The opening of a small business incubator for the development of wireless communications near Glascow, Scotland, is a direct challenge to Ireland’s reputation as a growing telecommunications development hub, said Tom Ogilvie, the incubator’s director, who was in Atlanta last week.
“Ireland has enjoyed attention for the rapid growth of its telecommunications industry, Mr. Ogilvie, director of the Hillington Park Innovation Center, told GlobalAtlanta.
“But James Maxwell, the founding father of wireless telecommunications technology, was a Scot.”Mr. Maxwell was a preeminent 19th century mathematician and physicist who discovered electromagnetic waves that travel at the speed of light.

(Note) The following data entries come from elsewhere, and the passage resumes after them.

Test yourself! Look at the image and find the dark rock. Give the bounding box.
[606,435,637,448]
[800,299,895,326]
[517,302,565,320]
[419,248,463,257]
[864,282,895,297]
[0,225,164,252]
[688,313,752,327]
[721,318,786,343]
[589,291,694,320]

Mr. Ogilvie came here with a British delegation to man a Scottish pavilion at the annual Cellular Telecommunications and Internet Association (CTIA) convention held this year at the Georgia World Congress Center March 22-24. It is the largest wireless convention in the world and representatives from more than 80 countries were in attendance.
During a reception of the British Consulate General held at the offices of the Troutman Sanders LLP law firm, Mr. Ogilvie promoted the center as proof of Scotland’s continued interest in developing the sector and interest in attracting U.S. partners.
He asserted that Scottish companies in the incubator would make excellent partners for Georgia companies to license their wireless technologies for European markets.
Scottish companies in the incubator, he said, have access to the Global Scots Network, an association of Scottish senior technology executives worldwide that can advise on market entry strategies for a variety of countries.
He also said that the companies in the incubator receive business counseling from some of the biggest companies in the wireless industry, including T-Mobile USA Inc. and Cisco Systems Inc.